By using a worker pool and p-limit together, we were able to reduce the total processing time from original 40 seconds down to about 14 seconds! This is a significant improvement, though it comes with increased code complexity and memory usage since each worker has its own memory space and we are keeping processed results in memory until they are written to disk.

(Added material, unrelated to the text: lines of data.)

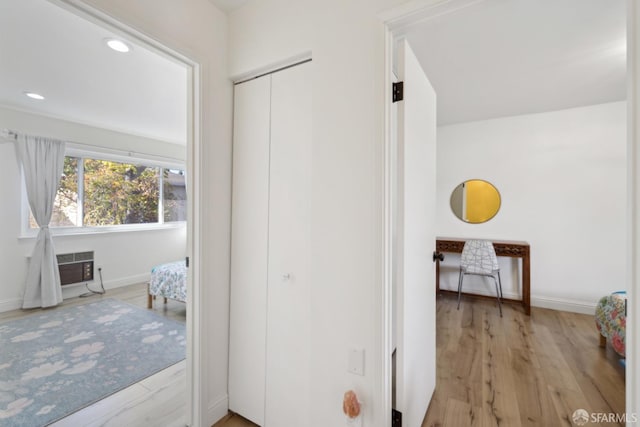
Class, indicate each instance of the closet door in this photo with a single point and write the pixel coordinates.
(287, 360)
(249, 249)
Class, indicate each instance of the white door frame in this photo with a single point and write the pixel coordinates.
(396, 21)
(194, 304)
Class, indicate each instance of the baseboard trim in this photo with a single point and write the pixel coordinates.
(218, 410)
(560, 304)
(10, 304)
(564, 305)
(72, 291)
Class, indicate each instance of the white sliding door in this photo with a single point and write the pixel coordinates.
(249, 248)
(288, 296)
(416, 189)
(269, 324)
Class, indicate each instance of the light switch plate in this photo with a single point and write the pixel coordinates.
(356, 361)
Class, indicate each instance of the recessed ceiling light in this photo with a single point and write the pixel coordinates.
(34, 95)
(118, 45)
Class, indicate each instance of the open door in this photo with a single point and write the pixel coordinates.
(415, 184)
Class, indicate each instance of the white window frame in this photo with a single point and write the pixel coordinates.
(99, 153)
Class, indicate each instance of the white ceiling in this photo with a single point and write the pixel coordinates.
(499, 58)
(49, 50)
(229, 5)
(491, 59)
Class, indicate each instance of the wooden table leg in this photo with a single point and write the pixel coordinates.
(526, 284)
(437, 276)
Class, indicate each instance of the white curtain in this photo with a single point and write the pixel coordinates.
(42, 162)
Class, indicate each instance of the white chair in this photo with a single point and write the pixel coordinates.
(479, 258)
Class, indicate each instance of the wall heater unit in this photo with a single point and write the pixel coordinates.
(76, 267)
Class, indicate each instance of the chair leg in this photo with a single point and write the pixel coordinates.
(498, 295)
(460, 277)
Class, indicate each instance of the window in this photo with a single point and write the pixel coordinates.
(105, 193)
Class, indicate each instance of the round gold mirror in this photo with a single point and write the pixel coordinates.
(475, 201)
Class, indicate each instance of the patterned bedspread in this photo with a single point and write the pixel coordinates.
(169, 280)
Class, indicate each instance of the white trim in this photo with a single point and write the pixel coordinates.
(58, 232)
(75, 149)
(76, 289)
(564, 305)
(219, 408)
(10, 304)
(274, 66)
(633, 212)
(195, 386)
(385, 297)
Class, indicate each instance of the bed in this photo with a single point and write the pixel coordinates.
(168, 281)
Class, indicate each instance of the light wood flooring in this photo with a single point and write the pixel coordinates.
(512, 371)
(519, 370)
(158, 400)
(516, 370)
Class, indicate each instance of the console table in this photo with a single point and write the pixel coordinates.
(505, 248)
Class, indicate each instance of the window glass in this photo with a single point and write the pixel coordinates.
(119, 193)
(94, 193)
(175, 195)
(65, 207)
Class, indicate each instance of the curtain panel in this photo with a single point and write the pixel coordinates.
(42, 162)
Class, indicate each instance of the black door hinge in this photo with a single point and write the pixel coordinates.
(398, 91)
(396, 418)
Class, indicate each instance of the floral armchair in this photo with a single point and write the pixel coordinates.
(611, 320)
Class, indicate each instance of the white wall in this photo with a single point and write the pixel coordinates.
(125, 258)
(197, 29)
(562, 179)
(346, 40)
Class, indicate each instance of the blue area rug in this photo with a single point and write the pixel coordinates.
(56, 362)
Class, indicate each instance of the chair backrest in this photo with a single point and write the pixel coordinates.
(479, 257)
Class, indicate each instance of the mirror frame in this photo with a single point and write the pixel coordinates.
(458, 192)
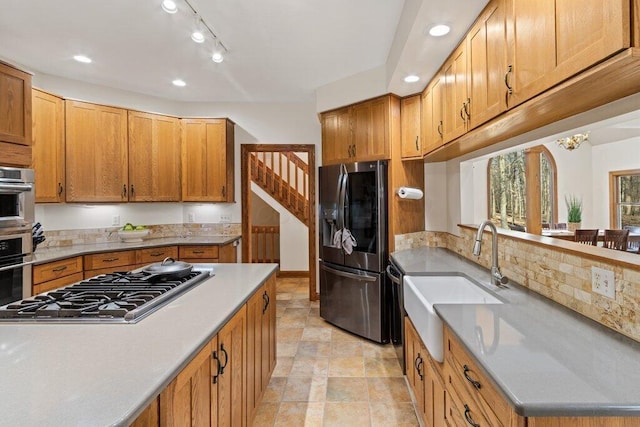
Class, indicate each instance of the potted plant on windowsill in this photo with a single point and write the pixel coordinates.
(574, 212)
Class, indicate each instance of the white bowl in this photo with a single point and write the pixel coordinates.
(133, 235)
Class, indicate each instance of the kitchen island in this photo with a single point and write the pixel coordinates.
(544, 360)
(77, 374)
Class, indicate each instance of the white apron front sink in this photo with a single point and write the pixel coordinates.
(422, 292)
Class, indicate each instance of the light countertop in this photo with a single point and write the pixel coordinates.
(545, 359)
(106, 374)
(43, 255)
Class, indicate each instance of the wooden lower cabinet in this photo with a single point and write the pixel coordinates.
(261, 345)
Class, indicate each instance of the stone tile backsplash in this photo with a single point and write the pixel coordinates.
(60, 238)
(562, 277)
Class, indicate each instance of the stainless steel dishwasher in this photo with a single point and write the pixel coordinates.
(394, 274)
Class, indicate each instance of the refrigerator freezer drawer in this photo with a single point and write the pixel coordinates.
(354, 300)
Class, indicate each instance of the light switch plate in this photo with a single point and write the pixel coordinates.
(603, 282)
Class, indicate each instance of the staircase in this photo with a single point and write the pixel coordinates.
(284, 176)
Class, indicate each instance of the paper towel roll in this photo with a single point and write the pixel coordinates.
(410, 193)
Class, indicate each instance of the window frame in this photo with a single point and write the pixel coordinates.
(615, 222)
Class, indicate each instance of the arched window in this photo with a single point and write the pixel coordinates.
(508, 190)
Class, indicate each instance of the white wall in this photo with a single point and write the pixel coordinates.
(256, 123)
(294, 235)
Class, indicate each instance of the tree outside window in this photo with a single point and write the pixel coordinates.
(508, 189)
(626, 198)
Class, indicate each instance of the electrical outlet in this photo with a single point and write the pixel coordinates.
(603, 282)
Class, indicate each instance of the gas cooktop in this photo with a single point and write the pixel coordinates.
(117, 297)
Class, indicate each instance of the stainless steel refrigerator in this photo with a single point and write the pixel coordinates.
(353, 248)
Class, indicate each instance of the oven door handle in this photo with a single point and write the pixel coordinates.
(16, 187)
(12, 266)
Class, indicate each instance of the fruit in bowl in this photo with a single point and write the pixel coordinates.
(131, 233)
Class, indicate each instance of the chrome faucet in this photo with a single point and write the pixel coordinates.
(496, 277)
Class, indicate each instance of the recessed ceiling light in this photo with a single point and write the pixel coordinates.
(169, 6)
(82, 58)
(197, 36)
(439, 30)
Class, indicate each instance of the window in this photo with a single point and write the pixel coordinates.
(625, 198)
(508, 189)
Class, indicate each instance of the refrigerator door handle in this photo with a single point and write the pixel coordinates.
(364, 277)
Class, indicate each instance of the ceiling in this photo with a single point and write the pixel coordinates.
(279, 50)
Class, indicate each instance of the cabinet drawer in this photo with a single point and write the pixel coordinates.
(198, 252)
(147, 256)
(473, 382)
(54, 270)
(109, 259)
(57, 283)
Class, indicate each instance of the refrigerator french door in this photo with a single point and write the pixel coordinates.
(353, 199)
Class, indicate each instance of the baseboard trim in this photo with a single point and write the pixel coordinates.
(292, 274)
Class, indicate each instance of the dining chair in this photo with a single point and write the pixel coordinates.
(586, 236)
(633, 245)
(616, 239)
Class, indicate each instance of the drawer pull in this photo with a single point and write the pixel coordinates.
(467, 416)
(475, 383)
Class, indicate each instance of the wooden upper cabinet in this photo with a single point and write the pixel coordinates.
(410, 116)
(154, 158)
(552, 40)
(15, 105)
(48, 147)
(456, 99)
(487, 60)
(371, 130)
(207, 160)
(336, 136)
(96, 154)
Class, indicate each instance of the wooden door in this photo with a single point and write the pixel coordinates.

Tips for Working with Workers

Whether you decide to use workerpool or implement your own solutions, here are a couple of tips I wish I had known when I started working with Workers:

  • You are free to import stuff from your main application code to your worker, but everything you import gets compiled in the final worker.js. This can result in large bundles and potentially unwanted code if not done carefully. For example, if you introduce a worker pool in your main application code, and you accidentally import some code from there in your worker, every worker gets its own worker pool. Probably not what you want. This can be avoided by doing import { isMainThread } from "worker_threads" and checking if isMainThread is false when ever something should never be imported by a worker.
  • Worker’s JS code must be built separately every time you modify it and always before running tests (I’m not happy remembering spending a day figuring out why some changes in my worker code did not do anything). If you use Vitest, you can use its setup.ts file to run code like execSync("npm run build:worker", { stdio: "inherit" }); to get a fresh worker every time before running tests.
  • Worker threads have their own isolated memory and cannot reference objects from the main thread (okay, there is SharedArrayBuffer, but it’s a bit advanced concept). When you instantiate a worker and pass in some parameters, these parameters are passed by value (i.e. structured clone), not by reference. Thus, one needs to be careful about high memory peaks when using workers.

Conclusion

Here is a quick summary of the tools we covered:

p-limit is ideal for managing concurrency in I/O-bound tasks, such as reading or writing files and making HTTP requests. By limiting the number of simultaneous operations, you prevent resource exhaustion and avoid hitting system limits. The code is only slightly more complex than standard async code, making p-limit a practical choice for many I/O-heavy workloads.

worker_threads is designed for CPU-bound tasks that would otherwise block the event loop, virtually any heavy data processing. Worker threads run in parallel, leveraging multiple CPU cores for true concurrency. However, using worker threads increases code complexity and memory usage, as each worker has its own execution context. Using it also requires some planning of how to actually divide complex computation into workers effectively and may not be sensible if tasks depend on each other. For heavy parallel data processing, I recommend taking a look at workerpool library.

Both p-limit and worker_threads are powerful tools for improving Node.js performance, but they serve different purposes and come with trade-offs. Even if these tools allow us to maximize performance by running things in parallel, one needs to be mindful of not fulfilling memory with a queue of tasks or cpu with too many simultaneous workers. Using either or both tools always increases code complexity and memory usage, potentially crashing your application if not managed carefully. Thus, it’s important to evaluate whether the performance gains justify these costs for your specific use case.